S’agissant du versement de 7 000 000 XPF, [U] [D] conteste fermement qu’il s’agisse d’une avance convenue sur les bénéfices futurs pouvant se dégager de la commercialisation du lotissement. En tout état de cause, le contrat de gestion qui fait la loi des parties, ne comporte aucune clause concernant un éventuel partage des bénéfices et stipule que la mandante supportera la charge des travaux de viabilité du lotissement.
Il y a lieu de noter que [X] [D] n’explique pas l’intérêt de la vérification d’écriture du document intitulé 'plan prévisionnel et estimatif…' car quand bien même, ce document aurait une valeur contractuelle, il ne permettrait pas à lui seul de rattacher le versement de 7 000 000 XPF au partage des bénéfices prétendûment convenu par les parties, et ce d’autant qu'[U] [D] produit une capture d’écran d’un compte de la banque Socrédo faisant apparaître le virement de 7 000 000 XPF effectué le 29 mai 2018 comme ayant pour cause : 'avance acquisition terrain Pamatai’ confirmant que ces fonds n’ont rien rien à voir avec les travaux du lotissement.
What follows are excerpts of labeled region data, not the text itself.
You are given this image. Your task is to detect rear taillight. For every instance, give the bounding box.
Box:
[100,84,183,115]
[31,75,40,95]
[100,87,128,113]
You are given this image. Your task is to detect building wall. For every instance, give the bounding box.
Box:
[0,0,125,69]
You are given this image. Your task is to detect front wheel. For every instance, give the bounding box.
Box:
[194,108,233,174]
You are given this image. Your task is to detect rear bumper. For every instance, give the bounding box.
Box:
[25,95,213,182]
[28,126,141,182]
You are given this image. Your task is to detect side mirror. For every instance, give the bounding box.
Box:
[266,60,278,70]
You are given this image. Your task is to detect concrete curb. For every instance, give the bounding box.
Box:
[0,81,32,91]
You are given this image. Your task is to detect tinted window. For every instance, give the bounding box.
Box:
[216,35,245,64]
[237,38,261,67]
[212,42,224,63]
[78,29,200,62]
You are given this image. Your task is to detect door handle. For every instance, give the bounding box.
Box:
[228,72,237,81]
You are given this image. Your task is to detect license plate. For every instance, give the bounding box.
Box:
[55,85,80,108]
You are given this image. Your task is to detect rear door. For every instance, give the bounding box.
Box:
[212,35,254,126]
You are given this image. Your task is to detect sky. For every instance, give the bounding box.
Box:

L’appel est donc sans fondement.
Sur l’expertise ordonnée par le juge des référés :
Dans son pouvoir souverain d’appréciation, le premier juge a estimé que [U] [D] avait un intérêt légitime à faire établir dans le cadre d’un éventuel procès au fond, la responsabilité de [X] [D] dans l’exécution du mandat ; cette décision se justifie, compte tenu du mutisme de ce dernier pendant l’exécution du mandat et de sa résistance depuis la résiliation dudit mandat, à la demande de sa mandante de voir les pièces en rapport avec ce projet de construction d’un lotissement.
Sur les autres demandes :
[U] [D] ne caractérise pas l’abus de procédure qu’elle reproche à [X] [D] qui n’a fait qu’user de son droit légal de recours.
L’ordonnance querellée doit dès lors être confirmée et [X] [D] succombant doit être condamné aux dépens et au paiement des frais irrépétibles.
PAR CES MOTIFS,
La Cour, statuant contradictoirement et en dernier ressort ;
Vu l’appel de [X] [D],
Déboute l’appelant des causes de son appel,
Confirme en conséquence, l’ordonnance de référé entreprise en toutes ses dispositions,
Vu les articles 406 et 407 du code de procédure civile de Polynésie française,
Condamne l’appelant aux dépens et au paiement d’une indemnité de procédure de 200 000 XPF sur le fondement de l’article 407 du code de procédure civile de Polynésie française,
Rejette toute autre prétention.
Prononcé à Papeete, le 23 novembre 2023.